La giornata di ieri ha visto una raffica di declassamenti di rating di banche, di qua e di là dell’Atlantico. Standard & Poor’s ha dato seguito all’azione sul debito sovrano italiano declassando sette banche italiane, che vengono peraltro mantenute in outlook negativo assieme ad altre otto. Nel frattempo, Moody’s ha tagliato il rating su Bank of America a Baa1 da A2. Questo rating è equivalente al BBB delle altre due agenzie, quindi possiamo dire che BofA rischia di diventare una global junk bank, in caso perdesse il rating di investment grade, con tutto quello che ne conseguirebbe.
La decisione di Moody’s consegue dal fatto che la valutazione delle grandi banche americane sta venendo progressivamente sganciata dal supporto governativo. Le agenzie di rating, da oltre un anno, hanno già spiegato che, senza aiuti pubblici, le banche too big to fail dovrebbero situarsi in un intorno della tripla B, e queste azioni di rating sono l’ovvia conseguenza. In questo quadro, è piuttosto difficile anche solo immaginare che l'”Operazione Twist” lanciata dalla Fed possa sortire qualche risultato pratico. La mina dei mortgage è innescata sotto le fondamenta delle banche, che quindi dovranno preoccuparsi soprattutto di ridurre il leverage e non di spingere il credito ad ogni costo, disinteressandosi della qualità dei debitori.
Le banche italiane soffrono per l’intossicazione da titoli di stato che si trovano in pancia (oltre che per il deterioramento del portafoglio crediti conseguente al rallentamento dell’economia), e a nulla servono le deroghe dei regolatori per evitare la valorizzazione a mercato di quelle posizioni.
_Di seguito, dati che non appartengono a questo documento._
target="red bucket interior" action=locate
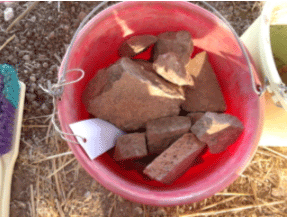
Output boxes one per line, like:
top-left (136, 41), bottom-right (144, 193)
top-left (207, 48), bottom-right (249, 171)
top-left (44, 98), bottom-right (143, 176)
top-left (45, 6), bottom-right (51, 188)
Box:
top-left (58, 2), bottom-right (263, 206)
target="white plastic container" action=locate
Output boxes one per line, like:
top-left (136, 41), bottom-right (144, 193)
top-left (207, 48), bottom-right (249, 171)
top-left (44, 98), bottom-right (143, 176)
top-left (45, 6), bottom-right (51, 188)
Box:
top-left (241, 1), bottom-right (287, 110)
top-left (241, 1), bottom-right (287, 146)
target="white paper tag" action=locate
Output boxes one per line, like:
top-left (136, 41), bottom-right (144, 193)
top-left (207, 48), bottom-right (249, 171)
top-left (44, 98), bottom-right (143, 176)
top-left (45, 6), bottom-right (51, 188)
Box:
top-left (69, 118), bottom-right (125, 160)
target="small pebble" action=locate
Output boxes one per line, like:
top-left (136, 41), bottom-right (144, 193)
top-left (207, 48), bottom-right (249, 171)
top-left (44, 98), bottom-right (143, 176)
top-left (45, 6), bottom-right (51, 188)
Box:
top-left (7, 55), bottom-right (14, 61)
top-left (156, 208), bottom-right (167, 217)
top-left (134, 207), bottom-right (143, 215)
top-left (228, 6), bottom-right (234, 12)
top-left (20, 39), bottom-right (27, 45)
top-left (84, 191), bottom-right (91, 198)
top-left (30, 16), bottom-right (36, 23)
top-left (63, 25), bottom-right (70, 32)
top-left (23, 55), bottom-right (30, 61)
top-left (4, 8), bottom-right (14, 21)
top-left (78, 11), bottom-right (87, 21)
top-left (32, 101), bottom-right (40, 108)
top-left (15, 201), bottom-right (26, 209)
top-left (31, 83), bottom-right (37, 89)
top-left (3, 1), bottom-right (17, 7)
top-left (118, 195), bottom-right (124, 203)
top-left (26, 93), bottom-right (37, 102)
top-left (30, 76), bottom-right (36, 82)
top-left (271, 188), bottom-right (287, 198)
top-left (43, 62), bottom-right (49, 68)
top-left (35, 63), bottom-right (41, 69)
top-left (48, 31), bottom-right (55, 39)
top-left (38, 55), bottom-right (46, 60)
top-left (41, 103), bottom-right (50, 114)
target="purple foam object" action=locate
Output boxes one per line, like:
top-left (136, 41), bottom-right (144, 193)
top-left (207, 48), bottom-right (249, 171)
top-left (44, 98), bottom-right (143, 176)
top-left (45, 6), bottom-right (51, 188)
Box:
top-left (0, 75), bottom-right (15, 156)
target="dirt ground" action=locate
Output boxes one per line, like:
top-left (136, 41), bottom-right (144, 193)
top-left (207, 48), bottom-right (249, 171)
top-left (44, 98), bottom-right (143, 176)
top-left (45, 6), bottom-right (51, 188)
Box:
top-left (0, 2), bottom-right (287, 217)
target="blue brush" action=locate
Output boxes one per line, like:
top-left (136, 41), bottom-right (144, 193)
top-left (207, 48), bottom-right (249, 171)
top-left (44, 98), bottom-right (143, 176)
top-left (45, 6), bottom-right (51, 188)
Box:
top-left (0, 64), bottom-right (20, 156)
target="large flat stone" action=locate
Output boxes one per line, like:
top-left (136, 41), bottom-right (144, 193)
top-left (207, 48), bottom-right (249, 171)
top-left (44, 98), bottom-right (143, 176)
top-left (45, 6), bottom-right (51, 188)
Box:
top-left (153, 31), bottom-right (193, 65)
top-left (146, 116), bottom-right (191, 154)
top-left (83, 57), bottom-right (185, 131)
top-left (182, 52), bottom-right (226, 112)
top-left (153, 52), bottom-right (194, 86)
top-left (191, 112), bottom-right (244, 154)
top-left (144, 133), bottom-right (205, 184)
top-left (119, 35), bottom-right (157, 57)
top-left (114, 133), bottom-right (148, 161)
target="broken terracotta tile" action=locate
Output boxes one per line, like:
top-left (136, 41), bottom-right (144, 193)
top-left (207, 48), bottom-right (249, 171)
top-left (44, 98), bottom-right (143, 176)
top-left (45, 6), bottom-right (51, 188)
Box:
top-left (153, 31), bottom-right (193, 65)
top-left (83, 57), bottom-right (185, 131)
top-left (182, 52), bottom-right (226, 112)
top-left (187, 112), bottom-right (205, 126)
top-left (119, 35), bottom-right (157, 57)
top-left (114, 133), bottom-right (148, 161)
top-left (153, 52), bottom-right (194, 86)
top-left (191, 112), bottom-right (244, 154)
top-left (146, 116), bottom-right (191, 154)
top-left (133, 59), bottom-right (154, 72)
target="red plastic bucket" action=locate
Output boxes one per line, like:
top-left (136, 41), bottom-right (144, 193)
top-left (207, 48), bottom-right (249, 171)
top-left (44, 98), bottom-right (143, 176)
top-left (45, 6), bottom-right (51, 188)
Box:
top-left (57, 2), bottom-right (264, 206)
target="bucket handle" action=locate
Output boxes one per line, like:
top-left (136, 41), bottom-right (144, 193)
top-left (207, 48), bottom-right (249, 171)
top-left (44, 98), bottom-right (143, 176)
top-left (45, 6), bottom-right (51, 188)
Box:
top-left (40, 1), bottom-right (267, 144)
top-left (202, 1), bottom-right (267, 97)
top-left (58, 1), bottom-right (267, 96)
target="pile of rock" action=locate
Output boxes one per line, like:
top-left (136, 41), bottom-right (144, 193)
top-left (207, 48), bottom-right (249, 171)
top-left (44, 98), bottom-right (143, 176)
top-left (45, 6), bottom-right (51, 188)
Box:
top-left (83, 31), bottom-right (244, 184)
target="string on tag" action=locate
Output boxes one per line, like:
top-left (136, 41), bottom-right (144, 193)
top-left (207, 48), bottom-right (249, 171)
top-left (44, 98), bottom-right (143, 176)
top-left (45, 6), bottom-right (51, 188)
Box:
top-left (39, 1), bottom-right (108, 144)
top-left (39, 69), bottom-right (87, 144)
Solo questa considerazione dovrebbe far capire quanto prive di senso siano le proposte di “vincolo di portafoglio” (cioè obbligare le banche italiane a detenere una data percentuale di titoli di stato) avanzate da alcuni accademici italiani.
Nel frattempo, le banche francesi cercano di capire cosa fare da grandi: BNP Paribas ha iniziato un tour in Medio Oriente per recuperare qualche sleeping partner che ci metta i soldi, non disturbi la gestione e si accontenti di dividendi che non arriveranno. Data la performance storica degli investitori sovrani del Golfo potrebbe pure andare a finire a quel modo, ma per non sapere né leggere né scrivere pare (secondo il Financial Times) che le banche francesi stiano per chiedere una nuova edizione degli stress test, funzionale a qualche iniezione di denaro pubblico. Memo per la nostra Cassa Depositi e Prestiti: state pronti a mettere mano al libretto degli assegni. Ve la immaginate la festa, per i nostri satrapi? Una nazionalizzazione strisciante del sistema bancario domestico, in soccorso di quelle stesse fondazioni ridotte a rottami dalla politica stessa. L’Italia è l’unico paese al mondo dove il tempo non è galantuomo ma farabutto, pare.
Il problema è quello della ricapitalizzazione delle banche, inutile girarci intorno come invece fa qualcuno con proposte peraltro avvolte in un denso fumo di indeterminatezza, oltre che caratterizzate da originali suggerimenti di sussidi diretti dai paesi creditori ai debitori. Oppure, a vostra scelta, si chiede alla Bce di garantire le passività di tutti gli istituti, per stroncare pressioni speculative, ma poi si eviti di sdegnarsi per i salvataggi. Terze vie non ci pare di vederne, chiacchiere da bar invece ne sentiamo e leggiamo tantissime, purtroppo anche da chi dovrebbe padroneggiare un po’ meglio la materia.
Intanto, se volete avere qualcosa di cui preoccuparvi, considerate che le banche sono le tubazioni attraverso le quali la politica monetaria si trasmette all’economia reale. Se queste tubazioni sono ostruite, sono guai seri. Purtroppo, l’ostruzione appare sempre più grave.